This issue takes as its theme the need for a paradigm shift. But first a warning! The content contained is more dense, hard-going and technical than readers may expect. However, this is intentional. The theme considered is in fact vital to all initiatives seeking to embrace a new way of practicing economics. None will successfully attempt to co-ordinate their efforts, or evaluate their actions, without a common language based on the principles of double entry bookkeeping.
The Sign of Our Time article sets the scene with its call for a device capable of shifting one away from the reductionist view of inputs and outputs, towards a more inclusive process. Its suggestion of spreadsheets as windows is explored throughout this issue, in terms of double entry bookkeeping and its use as a ‘device’ that has its own inherent logic.
To place this in context the Archive piece traces the evolution of single entry techniques through double entry bookkeeping to the possibilities offered by analogy to the multi-perspective nature of cubism. This is included to suggest that what is required is not a widening of the window but a change of perspective, from one to many – what am I viewing, what is perceived by others, and what is seen if one looks through the window the other way.
In effect, this issue is a ‘how to’ in finance when guided by the logic of double entry bookkeeping. The first Feature piece, Double Vision, though technically tough going, is a necessarily full explanation of the link between spreadsheets, more sophisticated accounting software such as Sage and Quickbooks and the method of double entry bookkeeping the logic of which underpins both. It demonstrates the possibility of implementing change using everyday software packages, such as Excel, by relying on little more than the technique of double entry as outlined by Luca Pacioli way back in 1494 – a technique that is universal in nature and so free from normative influence.
The second Feature on Financial Planning shows how this again uses double entry bookkeeping to enable interested parties to co-ordinate their behaviour to the benefit of each involved as well as the greater whole, be it local community or worldwide economy.
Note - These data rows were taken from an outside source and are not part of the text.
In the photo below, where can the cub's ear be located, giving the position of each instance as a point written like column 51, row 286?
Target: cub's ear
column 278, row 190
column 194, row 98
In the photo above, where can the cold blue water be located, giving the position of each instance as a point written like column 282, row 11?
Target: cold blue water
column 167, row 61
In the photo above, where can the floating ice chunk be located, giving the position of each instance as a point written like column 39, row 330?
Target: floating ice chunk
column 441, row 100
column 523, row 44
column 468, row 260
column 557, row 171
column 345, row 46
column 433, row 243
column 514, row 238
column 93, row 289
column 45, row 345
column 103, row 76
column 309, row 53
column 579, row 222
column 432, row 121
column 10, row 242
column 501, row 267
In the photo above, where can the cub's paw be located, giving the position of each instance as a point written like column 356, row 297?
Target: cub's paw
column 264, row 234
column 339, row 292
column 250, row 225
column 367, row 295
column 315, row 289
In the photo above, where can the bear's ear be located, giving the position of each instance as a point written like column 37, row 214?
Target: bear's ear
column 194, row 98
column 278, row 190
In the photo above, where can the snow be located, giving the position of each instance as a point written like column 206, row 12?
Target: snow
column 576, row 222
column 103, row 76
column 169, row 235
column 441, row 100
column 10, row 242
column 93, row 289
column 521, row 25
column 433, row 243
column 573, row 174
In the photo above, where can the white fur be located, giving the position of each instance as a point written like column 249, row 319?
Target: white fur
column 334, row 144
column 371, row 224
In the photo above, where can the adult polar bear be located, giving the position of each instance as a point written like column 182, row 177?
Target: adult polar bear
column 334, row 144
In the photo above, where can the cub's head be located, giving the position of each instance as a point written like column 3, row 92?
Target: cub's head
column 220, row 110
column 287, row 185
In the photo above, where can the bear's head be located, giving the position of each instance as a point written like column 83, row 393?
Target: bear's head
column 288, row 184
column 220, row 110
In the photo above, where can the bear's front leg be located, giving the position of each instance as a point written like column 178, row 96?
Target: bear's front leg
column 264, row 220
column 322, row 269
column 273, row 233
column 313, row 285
Again the aim is to demonstrate that this is no wishful thinking, but a fully formed, thoroughly thought through method for presenting information to both oneself and one’s peers, which is implementable right now.
As a ‘device’ all emphasis is placed on the will of the individuals involved and their ability to co-ordinate their activities, as evidenced by the simple techniques explored in detail in the previous articles in the issue. As such it is a subversion of the first article’s original call for an external influence to free the consciousness of those caught in what its author calls a ‘vice-like trap’. Instead emphasis is placed on the need for participants to just do it; to share their individual perspectives, co-ordinate their efforts and then walk their talk.
The AEX Page includes a conversation replicated to illustrate the kind of dialogue and mutual learning about economic events, whether micro or macro, that double entry makes possible.
In response to the complex and technical suggestions that the Sign of Our Time piece culminates in, Victor’s View concludes the issue with observations on whether we need anything other than, or more complicated than, double entry bookkeeping.